Recently, Citizens Financial Group (CFG 2.87%), a $187 billion asset large regional bank based in Rhode Island, announced that it plans to extend its point-of-sale, buy-now-pay-later (BNPL) relationship with Microsoft (MSFT -0.11%). BNPL has been all the rage lately, with companies like Affirm (AFRM 2.23%) running up to huge valuations in a very short time period.

However, being a large regional bank, Citizens' stock enables people to get exposure to the space without the same kind of risk that has led to a big sell-off in high-growth tech stocks lately. Let's take a look at how Citizens offers this exposure with more stability.

Building Citizens Pay

Investors view Citizens as a more traditional bank stock, not that the bank hasn't gotten a lot more innovative from a digital banking perspective over the years. The bank has a large commercial loan portfolio and other fee income businesses like investment banking and wealth management.

Over the years, Citizens has worked to build a more diversified consumer portfolio that encompasses digital high-yield savings accounts, mortgage, home equity, student lending, and a growing BNPL portfolio. Long term, Citizens is looking to build a national digital consumer bank that better integrates and markets all of these products together.

Citizens Pay, the bank's BNPL and point-of-sale offering, essentially allows people to take out zero-interest 12- to 18-month installment loans on purchases and pay them down over time. The other neat thing about this product is that once a customer makes a purchase on Citizens Pay, there are no additional credit checks on future purchases.

Person holding credit card and using computer.

Image source: Getty Images.

Citizens has formed some key partnerships over the years, and Citizens Pay can be used at many major retailers like Best Buy, Walmart, Target, and GameStop. The BNPL portfolio is up to about $4 billion to $5 billion in total loan balances on the balance sheet, and currently carries a nice 7.15% yield on the portfolio. During the bank's third-quarter earnings call, Citizens' CEO Bruce Van Saun said BNPL balances are up about 40% year over year.

With the expansion of the partnership with Microsoft, customers will be able to purchase all Microsoft hardware, such as the new Surface Pro or Xbox system, as well as accessories and subscription services, on Microsoft.com using the Citizens Pay platform.

The benefits of being a large bank

If you look over the past month, the fast-growing fintech Affirm has been hammered and is down more than 31%. Meanwhile, Citizens' stock has held steady and is up 35% year to date. Because Citizens is a larger bank that has many other businesses, it is going to trade in a much more stable manner than a stock like Affirm.
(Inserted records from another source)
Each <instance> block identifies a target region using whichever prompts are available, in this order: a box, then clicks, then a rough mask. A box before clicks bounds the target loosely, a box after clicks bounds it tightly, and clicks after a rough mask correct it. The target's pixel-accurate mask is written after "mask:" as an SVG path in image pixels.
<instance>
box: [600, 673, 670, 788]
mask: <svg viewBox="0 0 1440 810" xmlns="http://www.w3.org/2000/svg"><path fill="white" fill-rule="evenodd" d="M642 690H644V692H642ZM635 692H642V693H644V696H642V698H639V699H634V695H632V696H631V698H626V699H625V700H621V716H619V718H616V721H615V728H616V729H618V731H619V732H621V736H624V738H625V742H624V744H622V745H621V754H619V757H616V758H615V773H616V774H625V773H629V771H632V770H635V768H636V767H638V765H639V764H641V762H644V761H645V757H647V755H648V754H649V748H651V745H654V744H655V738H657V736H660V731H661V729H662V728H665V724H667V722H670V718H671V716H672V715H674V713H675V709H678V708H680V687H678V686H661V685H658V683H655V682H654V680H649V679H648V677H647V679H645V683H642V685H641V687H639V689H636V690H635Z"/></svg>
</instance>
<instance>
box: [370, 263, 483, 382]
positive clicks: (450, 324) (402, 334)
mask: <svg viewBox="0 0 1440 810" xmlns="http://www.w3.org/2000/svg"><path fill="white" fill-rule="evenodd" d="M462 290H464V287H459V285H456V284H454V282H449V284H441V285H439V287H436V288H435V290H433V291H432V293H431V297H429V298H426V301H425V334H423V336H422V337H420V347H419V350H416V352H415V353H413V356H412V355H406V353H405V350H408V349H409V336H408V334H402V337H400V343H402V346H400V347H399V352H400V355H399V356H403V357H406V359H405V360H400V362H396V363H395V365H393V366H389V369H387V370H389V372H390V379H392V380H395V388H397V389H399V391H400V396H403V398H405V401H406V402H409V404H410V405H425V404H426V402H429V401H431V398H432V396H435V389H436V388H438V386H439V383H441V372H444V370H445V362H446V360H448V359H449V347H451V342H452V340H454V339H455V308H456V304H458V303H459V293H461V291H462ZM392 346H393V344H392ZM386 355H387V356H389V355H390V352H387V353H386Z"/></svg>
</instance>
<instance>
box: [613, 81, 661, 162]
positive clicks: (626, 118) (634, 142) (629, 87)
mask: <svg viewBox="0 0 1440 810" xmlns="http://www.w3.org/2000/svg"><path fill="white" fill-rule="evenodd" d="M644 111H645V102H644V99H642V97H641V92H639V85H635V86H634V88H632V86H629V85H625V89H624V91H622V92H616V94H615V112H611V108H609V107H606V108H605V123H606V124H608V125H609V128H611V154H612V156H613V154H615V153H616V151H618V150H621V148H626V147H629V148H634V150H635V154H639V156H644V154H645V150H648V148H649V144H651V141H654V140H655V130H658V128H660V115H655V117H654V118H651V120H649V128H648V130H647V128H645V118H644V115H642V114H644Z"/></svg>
Fintechs have been sold off broadly over the last month as investors fret about the omicron variant and higher inflation, which has led the Federal Reserve to abandon the word "transitory" when it comes to inflation. The Fed also looks like it will ramp up the tapering on its bond-buying program and raise rates in 2022.

The market is worried that higher rates will lead to more BNPL borrowers defaulting and that higher rates could also potentially stymie consumer demand, especially if the economy keeps dealing with supply chain and labor issues, or future lockdowns. In September, Reuters reported that one-third of U.S. consumers who had entered a BNPL agreement had missed one or more payments.

A bank like Citizens with more than $123 billion of loans is a lot less concentrated in BNPL. Additionally, credit quality in Citizens' BNPL book looks to have held up pretty well at the end of the third quarter, with non-accrual loans, those in which borrowers have missed payments, and charge-offs, debt unlikely to be collected, both down from 2020 levels.

The other great thing about Citizens is that because it's a bank, it serves as a hedge against inflation because it is asset-sensitive. That means more of the yields on its assets (like loans) will reprice higher than its liabilities (like deposits) when the Fed raises rates. And Citizens is quite asset-sensitive. A gradual 1% hike in the federal funds rate would result in 5% more net interest income over the next year, which is the money banks make on loans and securities after covering their cost of funding and a major driver of revenue.

A less risky BNPL play

Ultimately, Citizens is in a different class than a company like Affirm. It's not going to offer nearly the same potential upside, but it will be more protected against the downside. As long as inflation doesn't get too intense, a stock like Citizens will benefit from higher rates.

I also think BNPL could be an interesting customer acquisition strategy for Citizens if it can use BNPL to reach customers nationally and then cross-sell other banking products, like a mortgage or a student loan, to these customers. Citizens is still viewed by investors as more of a traditional bank, but the bank is growing its BNPL portfolio, which is starting to stand out as a compelling digital retail strategy to differentiate itself from its peers.